This is the mail archive of the gcc-patches@gcc.gnu.org mailing list for the GCC project.


Index Nav: [Date Index] [Subject Index] [Author Index] [Thread Index]
Message Nav: [Date Prev] [Date Next] [Thread Prev] [Thread Next]
Other format: [Raw text]

Re: Fix PR 53743 and other -freorder-blocks-and-partition failures (issue6823047)


On Fri, May 10, 2013 at 2:00 PM, Steven Bosscher <stevenb.gcc@gmail.com> wrote:
> On Fri, May 10, 2013 at 5:54 PM, Teresa Johnson wrote:
>> The main issue I had here, and why I made this change, is that we go
>> in and out of cfglayout mode several times after bb partitioning and
>> then out_of_cfglayout. The problem was that when we subsequently went
>> in and out of cfglayout mode, the switch text section notes that had
>> been inserted by bbpart were getting messed up (they were moved into
>> the bb header when we enter cfglayout mode and then not being
>> transferred to the correct location upon exit).
>>
>> I investigated trying
>> to keep those in sync, but it is really difficult/impossible to do
>> during cfglayout mode when they are in the header. So I simply strip
>> them out completely on entry to cfglayout mode, and if there were any
>> there on entry, this change ensures that they are restored in the
>> appropriate location upon exit. I'm not sure what is a good
>> alternative?
>
> The problem is that the note exists at all. I'd like to see the note
> go away completely eventually (when we have a CFG all the way through
> pass_final). As a stop-gap, we should not emit the note until
> pass_free_cfg. Up to that point the basic blocks tell what partition
> they're in, and all hot block and cold blocks should be in a sequence.
> So during pass_free_cfg, just walk the basic blocks chain until
> there's a partition change, and emit the note between those two
> blocks.

Ok, let me take a stab at that.

>
>
>> I triggered the same error in 445.gobmk once I applied the
>> thread_prologue_and_epilogue_insns fixes. This is an assert in the
>> dwarf CFI code that complains about a NOTE_INSN_SWITCH_TEXTS_SECTION
>> note not being preceeded by a barrier:
>
> The problem here is that fixup_reorder_chain should force a jump for
> basic blocks in one partition falling through to bb->next. That should
> be dealt with in can_fallthru, which should return false if
> BB_PARTITION (target) != BB_PARTITION (src).

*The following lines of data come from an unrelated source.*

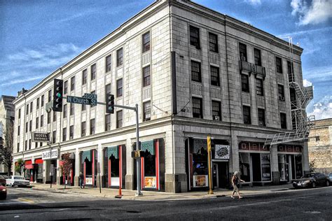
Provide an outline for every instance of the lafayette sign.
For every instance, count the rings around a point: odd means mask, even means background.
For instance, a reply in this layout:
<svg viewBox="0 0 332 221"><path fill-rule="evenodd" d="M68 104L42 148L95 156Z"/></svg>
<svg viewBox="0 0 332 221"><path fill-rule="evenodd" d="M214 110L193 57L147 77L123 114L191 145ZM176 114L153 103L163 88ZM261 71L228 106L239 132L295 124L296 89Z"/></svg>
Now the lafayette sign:
<svg viewBox="0 0 332 221"><path fill-rule="evenodd" d="M46 150L43 152L42 153L42 159L57 159L58 157L58 151L57 150Z"/></svg>
<svg viewBox="0 0 332 221"><path fill-rule="evenodd" d="M48 133L32 133L32 142L48 142L50 141L50 135Z"/></svg>

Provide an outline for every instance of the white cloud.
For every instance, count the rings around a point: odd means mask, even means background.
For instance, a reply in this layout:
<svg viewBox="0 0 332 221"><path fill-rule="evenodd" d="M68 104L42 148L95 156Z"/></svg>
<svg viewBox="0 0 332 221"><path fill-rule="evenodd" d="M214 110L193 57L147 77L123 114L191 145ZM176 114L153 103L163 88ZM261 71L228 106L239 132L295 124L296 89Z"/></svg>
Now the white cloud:
<svg viewBox="0 0 332 221"><path fill-rule="evenodd" d="M326 95L314 104L314 110L308 115L314 115L316 120L332 117L332 95Z"/></svg>
<svg viewBox="0 0 332 221"><path fill-rule="evenodd" d="M262 3L261 0L244 0L244 2L249 3L251 5L260 5Z"/></svg>
<svg viewBox="0 0 332 221"><path fill-rule="evenodd" d="M292 0L291 14L298 15L299 24L319 24L332 17L332 1L331 0Z"/></svg>
<svg viewBox="0 0 332 221"><path fill-rule="evenodd" d="M307 79L303 80L303 86L304 87L309 87L309 86L312 86L312 83L310 82Z"/></svg>

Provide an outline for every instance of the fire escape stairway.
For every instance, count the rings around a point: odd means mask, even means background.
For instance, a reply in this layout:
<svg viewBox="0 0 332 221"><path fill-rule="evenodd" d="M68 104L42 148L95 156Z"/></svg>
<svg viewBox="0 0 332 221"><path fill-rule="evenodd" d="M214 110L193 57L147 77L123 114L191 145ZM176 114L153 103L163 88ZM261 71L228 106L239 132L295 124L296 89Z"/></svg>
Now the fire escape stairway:
<svg viewBox="0 0 332 221"><path fill-rule="evenodd" d="M304 140L308 137L310 129L314 125L314 116L307 117L305 110L313 98L312 86L304 87L302 90L300 85L293 82L293 76L289 77L289 86L295 89L298 100L291 104L294 107L291 110L293 131L268 135L264 145Z"/></svg>

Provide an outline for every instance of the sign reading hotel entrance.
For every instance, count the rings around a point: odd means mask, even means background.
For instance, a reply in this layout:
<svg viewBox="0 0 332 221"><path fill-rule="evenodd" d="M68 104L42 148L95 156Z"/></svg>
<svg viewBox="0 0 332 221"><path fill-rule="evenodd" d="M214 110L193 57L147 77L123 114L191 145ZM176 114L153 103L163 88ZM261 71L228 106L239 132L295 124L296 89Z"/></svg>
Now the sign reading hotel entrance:
<svg viewBox="0 0 332 221"><path fill-rule="evenodd" d="M90 94L95 95L95 94ZM67 96L67 103L74 103L79 104L86 104L86 105L97 105L97 99L87 98L87 97L79 97L74 96Z"/></svg>
<svg viewBox="0 0 332 221"><path fill-rule="evenodd" d="M49 159L57 159L58 152L57 150L52 150L51 151L46 150L43 152L41 156L43 160Z"/></svg>
<svg viewBox="0 0 332 221"><path fill-rule="evenodd" d="M48 133L32 132L32 142L48 142L50 134Z"/></svg>

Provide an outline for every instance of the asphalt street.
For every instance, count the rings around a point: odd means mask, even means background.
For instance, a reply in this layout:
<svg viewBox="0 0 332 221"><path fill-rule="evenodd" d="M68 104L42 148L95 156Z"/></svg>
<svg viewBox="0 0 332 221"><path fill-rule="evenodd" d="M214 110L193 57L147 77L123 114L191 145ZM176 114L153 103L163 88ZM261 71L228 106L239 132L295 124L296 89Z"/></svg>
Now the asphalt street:
<svg viewBox="0 0 332 221"><path fill-rule="evenodd" d="M332 220L332 187L200 200L130 201L8 188L0 220Z"/></svg>

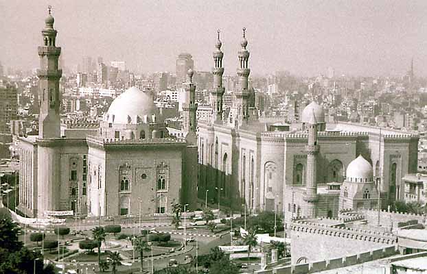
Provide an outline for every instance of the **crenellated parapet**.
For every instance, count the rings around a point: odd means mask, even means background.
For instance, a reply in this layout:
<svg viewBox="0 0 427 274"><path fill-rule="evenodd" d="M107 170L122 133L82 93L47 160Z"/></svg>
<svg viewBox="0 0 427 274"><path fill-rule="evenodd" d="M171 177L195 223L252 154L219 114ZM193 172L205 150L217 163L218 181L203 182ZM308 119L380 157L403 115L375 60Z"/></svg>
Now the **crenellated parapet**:
<svg viewBox="0 0 427 274"><path fill-rule="evenodd" d="M373 242L394 245L395 236L384 232L356 229L350 227L331 227L321 223L310 223L310 221L294 221L290 229L295 232L317 234L353 240L367 240Z"/></svg>

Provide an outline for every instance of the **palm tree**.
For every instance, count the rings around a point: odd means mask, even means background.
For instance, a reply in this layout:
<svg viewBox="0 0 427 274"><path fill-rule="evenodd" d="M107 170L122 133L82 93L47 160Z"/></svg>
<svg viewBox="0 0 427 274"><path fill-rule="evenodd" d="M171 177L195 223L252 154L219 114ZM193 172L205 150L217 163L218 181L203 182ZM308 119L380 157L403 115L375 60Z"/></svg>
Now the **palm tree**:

That wasn't the issue in this case.

Here there was a block that happened to be laid out at the very start
of the cold section (it was jumped to from elsewhere, not reached via
fall through from its layout predecessor). Thus it was preceded by a
switch section note, which was put into the bb header when we entered
cfglayout mode for compgoto. The note ended up in the middle of the
block when we did some block combining with its cfg predecessor (not
the block that preceded it in the layout chain, which was the last hot
block in the reorder chain).

So the issue here wasn't making sure there is no fall-through across
section boundaries. There was already code to prevent this, but my
patch contains a few fixes to make sure that is always happening.

>
>
>> The correct solution in my opinion is to strip out the SWITCH note
>> every time we enter cfglayout mode after bbro, and then invoke
>> insert_section_boundary_note when leaving cfglayout (if one was found
>> on entry to that cfglayout mode) to reapply it.
>
> Please make the note go away completely before pass_free_cfg, and earn
> greater admiration than Zeus. The note always was wrong, and now
> you've shown it's also a problem.

Ok, I will try. =)

>
>
>>> * Fixup redirected edges that did not cross partitions before but
>>> apparently do after redirection. This is not supposed to happen in the
>>> first place, so fixing up any of this just papers over an error
>>> elsewhere in the compiler.
>>
>> Looking back through the earlier email exchanges from last fall I
>> found some discussion on this where I had found a couple places
>> causing this to happen. Two were in
>> thread_prologue_and_epilogue_insns: when we duplicated tail blocks or
>> created a new block to hold a simple return, and redirected some of
>> the edges to the new copy. In some cases this caused edges that were
>> previously region crossing to become non-region crossing, and in other
>> cases the reverse happened. I think there are a couple of other cases
>> mentioned in the emails too, but I would need to do some more digging
>> to find them all.
>>
>> There were a few places in the code that tried to detect this type of
>> issue, and fix them up, but they weren't consistent and there were
>> other places that had the same issue. I've centralized all that
>> handling in this patch (fixup_partitions and fixup_partition_crossing,
>> called from a few places where we redirect edges) so that it is more
>> consistent and comprehensive.
>
> Right, I think it's good that you've centralized this code. But it
> seems to me that we should make sure that the hot blocks and cold
> blocks are still grouped (i.e. there is only one basic block B such
> that BB_PARTITION(B) != BB_PARTITION(B->next_bb). That is something
> your code doesn't handle, AFAICT. It's just one thing that's difficult
> to maintain, probably there are others. It's also something the
> partitioning verifier should check, i.e. that the basic blocks in hot
> and cold partitions are properly grouped.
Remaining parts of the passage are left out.